In 2021, a landmark study published in The Lancet surveyed 10,000 young people aged 16–25 across ten countries. More than half — 56% — said they believed "humanity is doomed." Nearly three-quarters said the future was "frightening." This is not a niche finding. Climate anxiety has become one of the defining psychological realities of growing up in the 2020s.
Climate anxiety — sometimes called eco-anxiety — is not a mental illness. It is a rational response to a real threat. Researchers define it as "chronic fear of environmental doom" — a persistent, often overwhelming sense of distress about the state and future of the planet.
For young people, it is intensified by several factors: the awareness that the decisions being made now will shape the world they inherit, the gap between what science demands and what politics is delivering, and the frequent dismissal of their concerns by older generations. It is made worse by social media, which simultaneously provides community and amplifies despair.
Climate anxiety becomes a problem when it leads to paralysis rather than engagement. When the scale of the crisis feels so overwhelming that action seems pointless. When young people disengage from civic life because they believe nothing will change. When eco-anxiety slides into eco-grief, and grief slides into depression.
Despair is not a moral failing. It is a normal response to a situation that genuinely is frightening. The question is whether we give young people the tools to move through it — toward agency, toward connection, toward action.

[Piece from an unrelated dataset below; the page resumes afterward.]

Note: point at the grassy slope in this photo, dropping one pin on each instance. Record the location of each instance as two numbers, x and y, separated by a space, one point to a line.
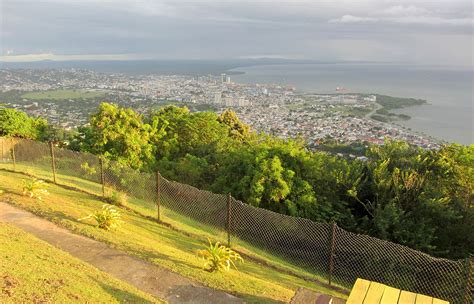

The research on what helps is clear: agency and community. Young people who feel they have the capacity to act — even in small ways — and who are embedded in communities of others who share their concerns and values show significantly less climate anxiety than those who feel isolated and powerless.
The goal is not to eliminate climate anxiety — some level of concern is appropriate and even motivating. The goal is to help young people develop a relationship with that anxiety that is sustainable: that allows them to remain engaged, effective, and hopeful over the long term. This is one of the most important things youth work can offer in the current moment.